Asphalt, or Asphaltum,
the most common variety of bitumen; also called mineral pitch. Asphalt is a compact, glassy, brittle, black or brown mineral, which breaks with a polished fracture, melts easily with a strong pitchy odor when heated, and when pure burns without leaving any ashes. It is found in the earth in many parts of Asia, Europe, and the United States, and in a soft or liquid state on the surface of the Dead Sea, which, from its circumference, is called Asphaltites. It is of organic origin, the asphalt of the great Pitch Lake of Trinidad being derived from bituminous shales, containing vegetable remains in the process of transformation. Asphalt is produced artificially in making coal gas. During the process, much tarry matter is evolved and collected in retorts. If this be distilled, naphtha and other volatile matters escape, and asphalt is left behind.

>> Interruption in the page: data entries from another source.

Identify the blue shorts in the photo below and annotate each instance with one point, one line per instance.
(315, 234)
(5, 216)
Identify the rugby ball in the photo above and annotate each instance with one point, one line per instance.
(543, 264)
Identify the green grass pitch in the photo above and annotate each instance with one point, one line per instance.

What is known as asphalt rock is a limestone impregnated with bitumen, found in large quantities in the United States and in Switzerland, France, Alsace, Hanover, Holstein, Sicily, and other parts of Europe, the purest forms taking the names of elaterite, gilsonite, albertite, maltha, brea, etc. In the trade there is wide distinction between these and the sandstones, and limestones impregnated with bitumen, which are known as bituminous or asphaltic limestone, sandstone, etc. The latter are usually shipped without being previously treated or refined, and are used principally in street paving. This class is known as bituminous rock. The production of all kinds of asphalt in the United States is nearly 200,000 tons per annum, valued at over $2,000,000, from California, Utah, Oklahoma, Kentucky, and Texas.
Entry from Everybody's Cyclopedia, 1912.